Like all Diski bliss-dreams, this one implodes. The elegant stranger can't talk writing to a writer, although she tries: a crime of insensitivity which foreshadows the revelation of worse. Indeed, this insensitivity precipitated suicide: the "leaper" was the woman's lover. The writer scuttles back to the OK asylum of her own life.

"It might be worse." The message flickers through fairytale too. The miller's daughter seduces Rumpelstiltskin into spinning straw to gold. (Dwarves are more inventive lovers than kings.) Of two princesses in towers, one disappears in her image, incised by visitors on the glass; the other grows old, tranquilly unvisited.

"Towers", oldworld walls in which women self-box their lives, are Diski's target. Being "visited" mirrors the obsession, the extra guest in a life or mind, of other stories.
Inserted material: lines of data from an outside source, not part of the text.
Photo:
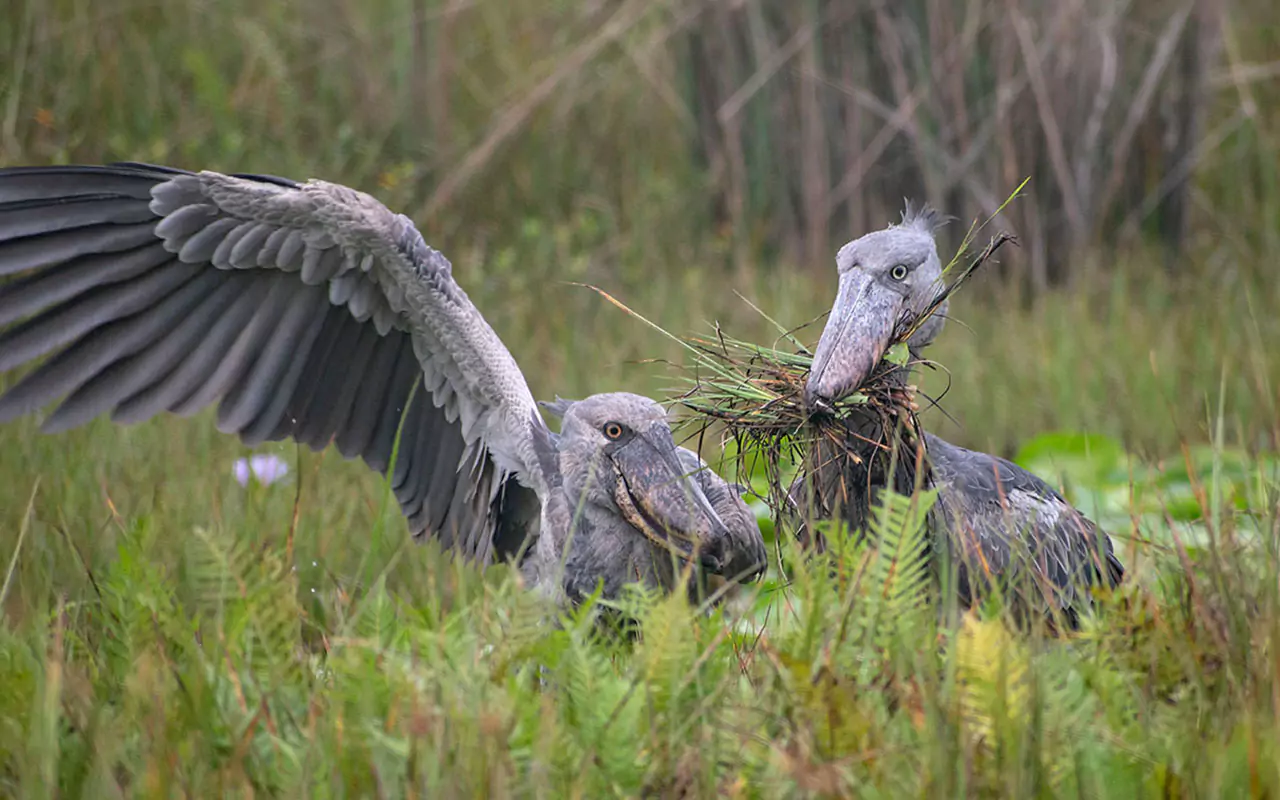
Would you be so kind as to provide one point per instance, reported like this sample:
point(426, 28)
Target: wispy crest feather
point(923, 216)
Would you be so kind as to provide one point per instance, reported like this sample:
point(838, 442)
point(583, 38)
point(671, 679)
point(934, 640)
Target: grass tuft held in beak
point(754, 394)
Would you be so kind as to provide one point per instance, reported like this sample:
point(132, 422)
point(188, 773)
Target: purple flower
point(265, 469)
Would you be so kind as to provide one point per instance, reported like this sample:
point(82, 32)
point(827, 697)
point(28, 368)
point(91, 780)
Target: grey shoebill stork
point(311, 311)
point(997, 521)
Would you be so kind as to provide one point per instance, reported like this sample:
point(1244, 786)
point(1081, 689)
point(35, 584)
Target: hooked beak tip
point(817, 401)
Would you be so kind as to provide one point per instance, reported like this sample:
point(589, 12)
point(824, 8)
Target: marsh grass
point(170, 632)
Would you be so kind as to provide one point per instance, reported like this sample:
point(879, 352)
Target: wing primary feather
point(278, 420)
point(341, 332)
point(36, 252)
point(357, 430)
point(36, 218)
point(45, 182)
point(406, 449)
point(325, 420)
point(378, 453)
point(53, 286)
point(82, 361)
point(245, 351)
point(78, 316)
point(152, 362)
point(291, 339)
point(204, 352)
point(412, 494)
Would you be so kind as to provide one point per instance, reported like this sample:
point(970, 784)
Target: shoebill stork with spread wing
point(311, 311)
point(997, 521)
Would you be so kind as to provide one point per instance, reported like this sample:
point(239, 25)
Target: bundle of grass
point(818, 461)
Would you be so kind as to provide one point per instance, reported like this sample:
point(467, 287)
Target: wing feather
point(301, 310)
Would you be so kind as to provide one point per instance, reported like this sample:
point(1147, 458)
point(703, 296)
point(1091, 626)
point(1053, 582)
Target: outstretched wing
point(1006, 522)
point(305, 310)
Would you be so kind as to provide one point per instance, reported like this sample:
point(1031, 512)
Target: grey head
point(620, 466)
point(886, 277)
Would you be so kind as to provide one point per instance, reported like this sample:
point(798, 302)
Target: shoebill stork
point(997, 521)
point(311, 311)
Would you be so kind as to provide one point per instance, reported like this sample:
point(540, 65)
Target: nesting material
point(750, 400)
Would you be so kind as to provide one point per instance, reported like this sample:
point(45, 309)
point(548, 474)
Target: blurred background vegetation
point(675, 152)
point(679, 152)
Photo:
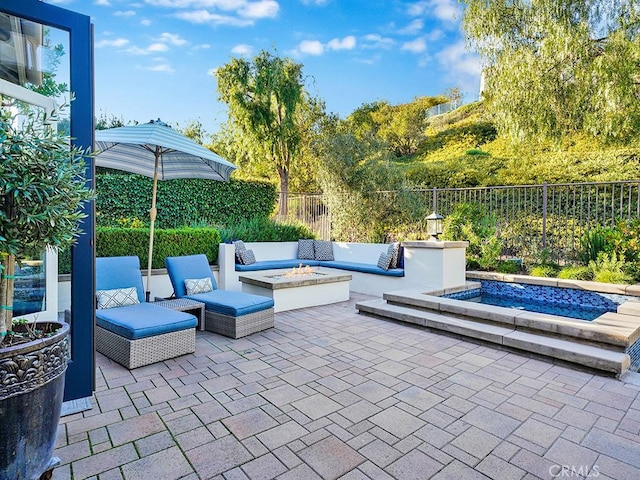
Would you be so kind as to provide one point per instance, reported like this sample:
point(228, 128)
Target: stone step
point(611, 330)
point(539, 343)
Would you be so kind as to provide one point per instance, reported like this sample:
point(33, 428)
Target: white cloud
point(413, 28)
point(116, 42)
point(160, 67)
point(418, 45)
point(242, 49)
point(203, 16)
point(444, 10)
point(373, 40)
point(261, 9)
point(157, 47)
point(456, 59)
point(347, 43)
point(172, 39)
point(311, 47)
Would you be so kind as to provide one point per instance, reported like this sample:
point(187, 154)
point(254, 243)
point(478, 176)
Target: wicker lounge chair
point(131, 331)
point(229, 313)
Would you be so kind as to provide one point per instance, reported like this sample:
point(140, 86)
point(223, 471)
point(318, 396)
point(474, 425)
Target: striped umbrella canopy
point(156, 150)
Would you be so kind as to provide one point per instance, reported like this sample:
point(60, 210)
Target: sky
point(155, 58)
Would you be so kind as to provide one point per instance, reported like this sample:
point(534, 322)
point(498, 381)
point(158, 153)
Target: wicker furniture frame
point(183, 305)
point(144, 351)
point(237, 327)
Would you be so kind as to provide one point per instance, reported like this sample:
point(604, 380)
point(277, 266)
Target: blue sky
point(153, 58)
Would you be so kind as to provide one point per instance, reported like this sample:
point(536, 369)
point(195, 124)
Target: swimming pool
point(564, 302)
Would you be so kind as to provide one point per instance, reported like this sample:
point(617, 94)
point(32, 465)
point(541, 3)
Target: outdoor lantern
point(434, 225)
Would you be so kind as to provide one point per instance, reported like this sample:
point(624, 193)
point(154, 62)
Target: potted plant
point(42, 187)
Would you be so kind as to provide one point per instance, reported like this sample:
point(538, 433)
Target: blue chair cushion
point(231, 303)
point(119, 272)
point(185, 267)
point(143, 320)
point(364, 268)
point(269, 264)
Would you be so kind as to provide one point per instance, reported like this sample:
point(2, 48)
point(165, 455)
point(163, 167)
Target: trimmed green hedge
point(125, 200)
point(115, 242)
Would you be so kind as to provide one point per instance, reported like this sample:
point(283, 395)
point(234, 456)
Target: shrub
point(580, 272)
point(265, 230)
point(181, 202)
point(592, 243)
point(608, 268)
point(508, 266)
point(546, 270)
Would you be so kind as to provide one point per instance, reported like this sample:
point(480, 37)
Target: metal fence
point(528, 218)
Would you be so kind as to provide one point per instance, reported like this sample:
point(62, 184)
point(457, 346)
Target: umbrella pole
point(152, 214)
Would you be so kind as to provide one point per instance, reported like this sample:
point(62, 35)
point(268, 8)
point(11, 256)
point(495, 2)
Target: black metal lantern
point(434, 225)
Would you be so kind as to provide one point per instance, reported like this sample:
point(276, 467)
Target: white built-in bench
point(429, 264)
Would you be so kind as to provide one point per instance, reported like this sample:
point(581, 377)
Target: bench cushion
point(270, 264)
point(363, 267)
point(231, 303)
point(143, 320)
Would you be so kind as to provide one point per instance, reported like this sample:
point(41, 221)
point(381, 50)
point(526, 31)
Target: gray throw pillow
point(383, 261)
point(305, 250)
point(323, 250)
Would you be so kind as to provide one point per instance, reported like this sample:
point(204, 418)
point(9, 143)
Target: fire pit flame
point(299, 271)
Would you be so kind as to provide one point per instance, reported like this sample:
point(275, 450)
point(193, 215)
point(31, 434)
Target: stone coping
point(620, 289)
point(265, 278)
point(613, 329)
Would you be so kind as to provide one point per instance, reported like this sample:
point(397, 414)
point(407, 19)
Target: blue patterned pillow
point(118, 297)
point(198, 285)
point(393, 251)
point(323, 250)
point(247, 257)
point(305, 250)
point(240, 247)
point(384, 261)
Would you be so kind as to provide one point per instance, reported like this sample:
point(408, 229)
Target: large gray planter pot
point(31, 391)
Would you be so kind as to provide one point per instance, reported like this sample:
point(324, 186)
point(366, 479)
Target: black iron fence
point(529, 218)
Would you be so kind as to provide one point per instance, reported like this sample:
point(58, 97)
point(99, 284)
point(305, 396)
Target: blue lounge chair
point(229, 313)
point(129, 330)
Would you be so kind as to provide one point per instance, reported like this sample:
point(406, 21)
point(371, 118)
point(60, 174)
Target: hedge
point(115, 242)
point(125, 200)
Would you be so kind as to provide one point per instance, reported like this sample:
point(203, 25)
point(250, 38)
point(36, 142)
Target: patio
point(330, 393)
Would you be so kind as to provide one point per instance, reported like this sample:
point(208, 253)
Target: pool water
point(530, 305)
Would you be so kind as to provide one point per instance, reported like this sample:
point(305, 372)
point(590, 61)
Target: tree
point(264, 96)
point(403, 126)
point(555, 68)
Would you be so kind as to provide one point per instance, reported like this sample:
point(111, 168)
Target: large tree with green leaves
point(554, 68)
point(264, 96)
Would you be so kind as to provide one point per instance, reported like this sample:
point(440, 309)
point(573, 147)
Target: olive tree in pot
point(42, 187)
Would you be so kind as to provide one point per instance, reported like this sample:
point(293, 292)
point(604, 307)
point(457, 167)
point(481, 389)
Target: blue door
point(29, 22)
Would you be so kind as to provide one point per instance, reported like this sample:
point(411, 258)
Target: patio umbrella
point(156, 150)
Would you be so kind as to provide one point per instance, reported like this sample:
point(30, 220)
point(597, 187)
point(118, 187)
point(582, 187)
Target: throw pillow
point(393, 251)
point(247, 257)
point(323, 250)
point(240, 247)
point(118, 297)
point(305, 250)
point(198, 285)
point(383, 261)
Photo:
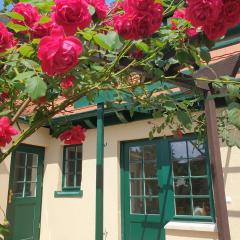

The theme is the value of obsession reflected in the body's separate life, almost separate meaning. What does give ordinarily lived life meaning? Not much. Obsession: or the smile in the voice that records it.

Feminist re-allegorising is old hat by now. Diski's own narratives are richer than the fairytales. A mother teaches a 13-year-old about blow- jobs while making a mess of a joint. A housewife receives raw liver through the post from her anal lover. Marriage, divorce and parenthood over, a woman blows her capital on the perfect bathroom in a derelict house for "the best day of her life": Christmas Day alone in day-hot bathwater.

Diski is no longer just an interesting novelist; she's major. These stories have all the novels' inventiveness, quirkiness, humour and bitchy gallantry in the face of life's bitchiness. But I prefer that poised, profound imagination at work on big structure, chasing the echoes and shadows. More novels, please.